Yep, if there’s a website out there with the data formatted in a nice table, you can probably just scrap it directly from the web. The way you do this is by using the read_html method. This one is great because you literally just have to pass a url to the function and it will lift every html table from that page, and return them to you as nice pandas dataframes. You might have to figure out which of the tables is the one that you want, but you don’t need to deal with messy data downloads, javascript impersonation, or anything too hard. It is almost as easy as point and click.
Read From a Text File
This is probably the most common thing that I do. Once you’ve got a text file, all that you really need is to figure out how it is formatted. Text files come in all different styles. The most common is a csv (comma separated), followed by tsv (tab separated), there’s also whitespace separated, pipe separated, etc. But that is all just a variation of the csv theme. For these types of files, use the read_csv method. The sep parameter let’s you choose the type of delimiter that your file is in.
There is another more insidious file type that is technically text based. The fixed-width file type. In my experience these tend to come from legacy systems where memory was at a premium. They are rigid, and break all the time. But they exist and get used regularly for when you can’t spare any extra characters for separators. Use the read_fwf method for these tricky files. You will, however, need to specify how many characters go into each column.

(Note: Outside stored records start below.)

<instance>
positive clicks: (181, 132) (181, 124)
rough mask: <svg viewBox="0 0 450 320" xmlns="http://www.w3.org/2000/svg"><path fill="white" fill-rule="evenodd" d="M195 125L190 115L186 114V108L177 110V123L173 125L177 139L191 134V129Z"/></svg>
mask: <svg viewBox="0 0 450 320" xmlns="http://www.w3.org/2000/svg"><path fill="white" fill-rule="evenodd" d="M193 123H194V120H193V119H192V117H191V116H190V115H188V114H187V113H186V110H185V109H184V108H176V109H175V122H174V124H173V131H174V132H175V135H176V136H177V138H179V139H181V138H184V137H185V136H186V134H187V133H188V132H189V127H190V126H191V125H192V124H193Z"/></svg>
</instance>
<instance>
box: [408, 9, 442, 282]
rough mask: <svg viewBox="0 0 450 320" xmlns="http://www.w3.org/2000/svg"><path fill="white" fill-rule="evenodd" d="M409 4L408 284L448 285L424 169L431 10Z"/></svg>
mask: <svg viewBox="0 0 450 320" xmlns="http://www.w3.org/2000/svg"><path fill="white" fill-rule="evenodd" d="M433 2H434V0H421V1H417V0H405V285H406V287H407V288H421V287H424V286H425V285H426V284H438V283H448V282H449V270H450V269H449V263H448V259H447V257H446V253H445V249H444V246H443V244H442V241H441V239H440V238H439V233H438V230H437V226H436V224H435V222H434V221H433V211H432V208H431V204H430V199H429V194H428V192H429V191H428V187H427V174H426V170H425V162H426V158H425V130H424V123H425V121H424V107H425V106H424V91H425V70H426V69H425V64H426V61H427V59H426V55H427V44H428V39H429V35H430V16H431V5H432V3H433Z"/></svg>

Do you have a json file. This file type is very popular with web developers these days and their structure is very similar to python dictionaries. You can turn them into dictionaries and manipulate them into a form that can be read into pandas, but it really is just simpler to use read_json instead.
SQL and Pandas
It turns out that you can write sql and execute that within pandas. I do this daily, it is a good way to pull down data to be manipulated. A good example is read_sql_query. If you pass a sql query to this little function along with a connection string to the sql server, you can pull in whatever data from the server that you wish and drop it directly into pandas.
If it is an entire table that you want, then read_sql is sufficient. Though, to date, I can’t think of a single time that I wanted to do that. Usually, I want to at the very least join and filter the table down in some way. So I write a query instead of pull an entire table.
Custom Formats
It turns out that people will share files in all kinds of different formats. I started my life as a stata user. It turns out that stata is fantastic if you are an economist. It really is the de facto language of modern empirical economics. But it has its own custom data format. Pandas can handle it with read_stata. That is not all there are readers for SAS, SPSS, feather, parquet and so many more! Whatever form that the data is given to you in, rest assured there is probably a way to read it into python using pandas.